Un projet-pilote sera mis de l’avant cet hiver dans un secteur de Granby pour améliorer les opérations de déneigement, ont expliqué Mathieu St-Jean, François Méthot-Borduas et Francis Lacasse des travaux publics.

Un projet-pilote mis de l’avant pour le déneigement à Granby

Un projet-pilote sera déployé cet hiver dans un secteur de Granby. L’objectif : optimiser le déneigement en combinant entre autres deux opérations en une.

« On ne réinvente pas la roue. Ça existe déjà ailleurs, comme au ministère des Transports ou dans d’autres villes. Mais à terme, on veut faciliter les opérations de déneigement », a fait valoir mercredi le directeur des travaux publics, François Méthot-Borduas.

Un budget de près de 400 000 $ a été accordé par les élus à ce projet-pilote. Parmi les nouveautés : trois camions 10 roues ont été modifiés avec l’ajout d’une aile latérale. Cela permettra ainsi de fusionner deux méthodes de déneigement, soit l’épandage de sel ou d’abrasif avec le tassement de la neige. Les camions ainsi équipés pourront donc déneiger un pan de chaussée plus large à la fois, ce qui leur évitera de repasser dans la même rue à plus d’une reprise. 
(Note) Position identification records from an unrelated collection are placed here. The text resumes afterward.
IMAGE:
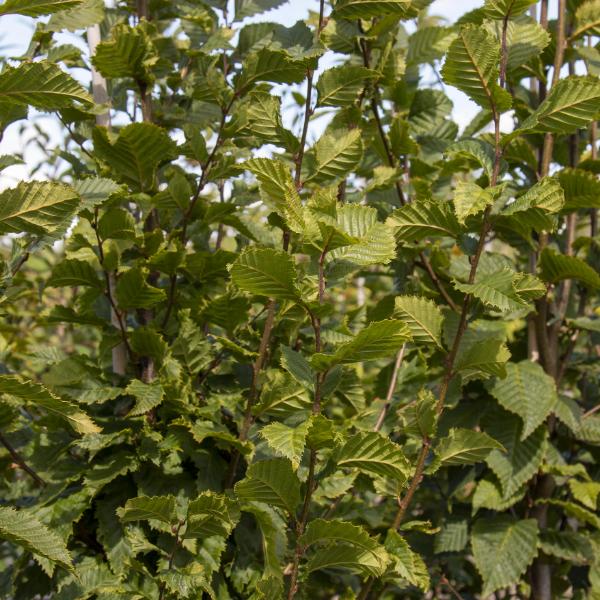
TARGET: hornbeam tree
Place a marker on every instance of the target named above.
(274, 326)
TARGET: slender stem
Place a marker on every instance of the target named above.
(391, 388)
(19, 460)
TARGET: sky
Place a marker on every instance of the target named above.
(15, 32)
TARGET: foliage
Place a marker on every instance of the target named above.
(274, 325)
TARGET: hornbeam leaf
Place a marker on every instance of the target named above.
(581, 189)
(146, 508)
(272, 482)
(499, 9)
(571, 104)
(73, 272)
(266, 272)
(423, 317)
(36, 8)
(367, 9)
(424, 218)
(210, 514)
(463, 447)
(472, 66)
(287, 441)
(41, 84)
(556, 267)
(587, 19)
(522, 458)
(346, 545)
(341, 85)
(38, 395)
(24, 529)
(528, 392)
(470, 199)
(567, 545)
(269, 65)
(136, 153)
(337, 153)
(128, 53)
(503, 549)
(134, 292)
(378, 340)
(37, 207)
(373, 453)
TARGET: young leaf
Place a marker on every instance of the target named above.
(287, 441)
(22, 528)
(528, 392)
(145, 508)
(423, 317)
(38, 395)
(570, 105)
(378, 340)
(556, 267)
(37, 207)
(41, 84)
(463, 447)
(134, 292)
(36, 8)
(503, 549)
(266, 272)
(372, 453)
(472, 66)
(272, 482)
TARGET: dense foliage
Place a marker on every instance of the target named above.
(276, 328)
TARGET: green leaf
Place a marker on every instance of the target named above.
(266, 272)
(503, 549)
(287, 441)
(581, 189)
(472, 66)
(337, 153)
(587, 19)
(556, 267)
(273, 482)
(499, 9)
(146, 508)
(22, 528)
(36, 8)
(463, 447)
(523, 457)
(41, 84)
(503, 290)
(341, 85)
(346, 546)
(378, 340)
(424, 218)
(88, 12)
(147, 396)
(37, 207)
(372, 453)
(571, 104)
(73, 272)
(136, 153)
(268, 65)
(133, 291)
(567, 545)
(470, 199)
(38, 395)
(423, 317)
(367, 9)
(528, 392)
(210, 514)
(128, 53)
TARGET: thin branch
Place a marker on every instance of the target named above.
(19, 460)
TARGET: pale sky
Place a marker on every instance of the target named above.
(15, 32)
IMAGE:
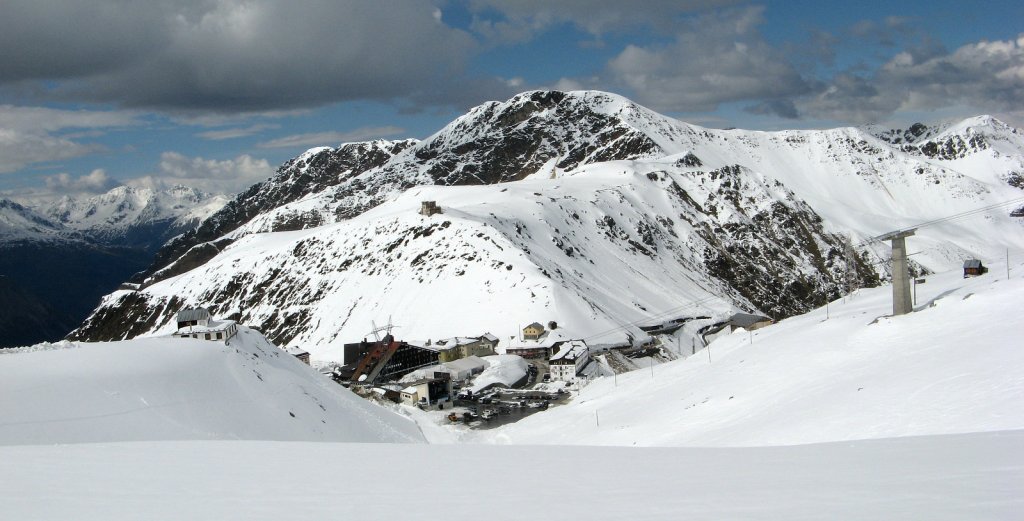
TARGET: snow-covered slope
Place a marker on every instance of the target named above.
(19, 224)
(953, 365)
(590, 251)
(136, 217)
(588, 210)
(180, 389)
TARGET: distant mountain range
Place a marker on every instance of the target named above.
(56, 260)
(582, 208)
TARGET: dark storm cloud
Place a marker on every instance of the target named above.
(715, 58)
(985, 76)
(231, 55)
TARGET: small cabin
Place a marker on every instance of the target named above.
(748, 321)
(428, 208)
(194, 316)
(532, 332)
(299, 353)
(197, 323)
(974, 267)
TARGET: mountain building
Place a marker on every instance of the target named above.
(197, 323)
(532, 332)
(568, 359)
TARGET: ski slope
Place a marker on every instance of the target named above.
(953, 365)
(179, 389)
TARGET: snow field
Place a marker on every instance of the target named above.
(953, 477)
(180, 389)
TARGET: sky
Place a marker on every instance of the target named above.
(216, 94)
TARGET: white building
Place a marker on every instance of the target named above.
(197, 323)
(566, 361)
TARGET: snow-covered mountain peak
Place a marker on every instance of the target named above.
(135, 216)
(582, 207)
(22, 223)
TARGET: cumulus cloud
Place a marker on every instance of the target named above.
(715, 58)
(332, 138)
(521, 19)
(230, 55)
(32, 134)
(983, 76)
(217, 176)
(235, 133)
(94, 182)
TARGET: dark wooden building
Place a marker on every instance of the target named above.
(974, 267)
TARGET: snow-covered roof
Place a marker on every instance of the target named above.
(212, 327)
(457, 341)
(570, 350)
(467, 363)
(194, 313)
(504, 368)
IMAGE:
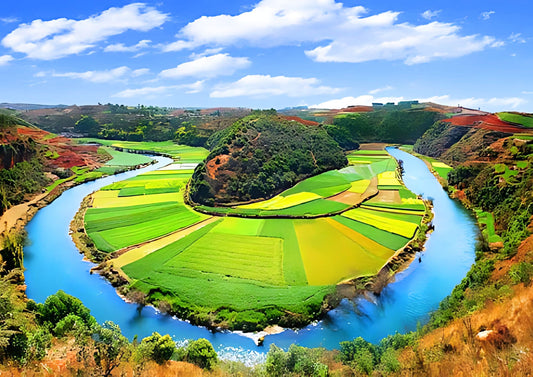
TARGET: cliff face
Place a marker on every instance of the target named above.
(16, 151)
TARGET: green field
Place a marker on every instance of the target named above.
(487, 219)
(246, 272)
(183, 153)
(526, 121)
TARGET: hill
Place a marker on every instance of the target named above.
(261, 155)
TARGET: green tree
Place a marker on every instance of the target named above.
(110, 347)
(158, 348)
(201, 353)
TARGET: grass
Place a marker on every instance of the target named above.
(526, 121)
(245, 257)
(281, 202)
(183, 153)
(487, 219)
(387, 239)
(330, 255)
(293, 268)
(126, 159)
(383, 221)
(143, 226)
(326, 184)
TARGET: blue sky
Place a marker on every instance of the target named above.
(271, 53)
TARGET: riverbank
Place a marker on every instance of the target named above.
(288, 318)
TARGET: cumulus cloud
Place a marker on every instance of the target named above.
(343, 34)
(153, 92)
(429, 14)
(266, 85)
(9, 20)
(116, 74)
(5, 59)
(120, 47)
(517, 38)
(207, 67)
(54, 39)
(365, 100)
(492, 104)
(486, 15)
(379, 90)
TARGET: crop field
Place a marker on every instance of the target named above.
(383, 220)
(183, 153)
(218, 263)
(331, 255)
(526, 121)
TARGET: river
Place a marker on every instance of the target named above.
(53, 262)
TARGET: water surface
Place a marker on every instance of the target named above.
(52, 262)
« Les charrues tassent la neige et, par la suite, les saleuses passent pour sécuriser les endroits. Les deux opérations vont être faites en même temps dans le secteur test. C’est la différence », précise Mathieu St-Jean, contremaître voirie.

Pour l’heure, le secteur où le projet-pilote sera mis de l’avant est compris entre les rues Robinson, Principale, de même que le boulevard David-Bouchard. Il comprend près de 40 kilomètres de rues. « Ce secteur a été identifié parce que les rues s’y prêtaient bien, opérationnellement parlant », note François Méthot-Borduas.

Essais

À court terme, le projet-pilote permettra aux travaux publics d’amasser les données nécessaires au déploiement des nouvelles méthodes sur l’ensemble du territoire. « Si tout va bien, on va prévoir des ajouts d’hybridation de véhicules, à l’interne, dès le printemps prochain pour qu’ils soient prêts à l’automne », dit-il. 

Différents tests, toujours dans une optique « d’amélioration continue », selon François Méthot-Borduas, seront également réalisés dans le cadre de ce projet-pilote. Un exemple ? Une opération de pré-épandage de magnésium pour éviter que la neige colle sur les trottoirs, possiblement du centre-ville, sera réalisée avant les tempêtes, souligne pour sa part Francis Lacasse, contremaître division mécanique. 

Une nouvelle lame qui épouse davantage le relief de la rue sera en outre testée à l’avant d’une charrue de déneigement. Cette lame devrait permettre de gratter l’asphalte de façon plus efficace, pour ultimement réduire la quantité de sel et d’abrasif utilisé, avance le directeur des travaux publics. 

Deux nouveaux souffleurs à trottoirs et des grattes à trottoirs en V ont aussi été acquis pour permettre aux employés d’intervenir plus rapidement. Certains parcours ont été revus, afin de répartir de façon plus efficace la machinerie sur le territoire, note le contremaître voirie aux travaux publics.        

Collaboration    

« On revoit nos façons de faire pour s’améliorer et rendre le déneigement plus efficace. Mais on a besoin de la collaboration de la population. Le feedback va être bienvenu », souligne François Méthot-Borduas.

Celui-ci invite du même souffle les Granbyens à respecter la signalisation et à ne pas souffler la neige des propriétés privées sur les trottoirs et les bornes fontaines. « Si tout le monde met l’épaule à la roue, les opérations vont être plus optimales. C’est un partenariat », estime-t-il.

Cela dit, note le directeur des travaux publics, les variations de température de plus en plus fréquentes tendent à complexifier les opérations de déneigement. De plus en plus, les paramètres chimiques des produits utilisés sont évalués en fonction des conditions météo sur le terrain. 

Comme l’an dernier, les opérations de déneigement en direct devraient par ailleurs être suivies en temps réel sur le site web de la Ville.